Turnbull's agile struggle is all glitz and no grunt

Malcolm Turnbull planned to launch Australia into a continuous innovation boom. Instead, a string of IT disasters have shown, yet again, that you can't skip the fundamentals.
Written by Stilgherrian , Contributor

"Welcome to the ideas boom. There's never been a more exciting time to be Australian. Agile. Nimble. Innovation." Remember those words from a little over a year ago, when Prime Minister Malcolm Turnbull launched Australia's National Innovation and Science Agenda?

Are we still excited? Actually, were we even excited to begin with?

When the agenda was launched in December 2015, I thought it wasn't so much a grand vision as a grab-bag of random ideas. Apart from some business law reform, the rest of the agenda seemed to be a collection of small-ticket items, camouflaged by some impressive-sounding but largely pre-existing ideas, or some obvious no-brainers.
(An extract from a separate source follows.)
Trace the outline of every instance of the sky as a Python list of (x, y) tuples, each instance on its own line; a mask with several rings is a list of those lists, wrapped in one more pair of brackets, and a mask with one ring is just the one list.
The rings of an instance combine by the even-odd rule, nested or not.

A year later, it seems like the government has steadily worked through the plan. Slowly. The innovation minister's press release from last week is titled National Innovation and Science Agenda is having a significant impact one year on. But so far it all seems to be about process, about bureaucracy, not any actual impact or achievement that can be measured.

The AU$200 million innovation fund, for example. Should it really have taken a year to appoint a chief executive officer? That doesn't seem very agile.

It's also taken a year to dish out AU$3.9 million for Women in STEM, and a year to appoint managers of the Biomedical Translation Fund.

At least the tax incentives have been squeezed through the government's constipated legislative pipeline, but to say they've had "impact" is somewhat premature.

Take a look at the list of media releases on the agenda's website. All these announcements clustered in December? One gets the distinct impression that there was a rush to get some announceables out for the first anniversary, and before the Christmas break.

There's nothing nimble here, just the same-old same-old plodding pace of bureaucracy.

The one flickering light in all this is the cybersecurity strategy, launched in April. The pace since then has also been ... steady, shall we say, but there are signs that things will speed up in the new year.

The international connections being made at September's SINET61 cyber innovation conference illustrated some of the potential for developing Australia's cybersecurity industry.

Appointing former Atlassian security chief Craig Davies to head up the new Cyber Security Growth Centre is being seen as a good move, as is the appointment of the Australian Strategic Policy Institute (ASPI) analyst Tobias Feakin as cyber ambassador. But these are recent appointments, so we won't see any results for a while.

The first of several Joint Cyber Threat Centres is due to be opened in Brisbane in December. No sign of it yet, but there's still two weeks to go.

Meanwhile, as these "initiatives" have snail-raced ahead, key government functions have fallen in a heap.

The 2016 Census disaster should never have happened. And followed so soon by the collapse of IT at the Australian Taxation Office, which still hasn't been sorted out? You have to wonder how many other core systems are on the verge of collapse.

Do I even need to mention the National Broadband Network?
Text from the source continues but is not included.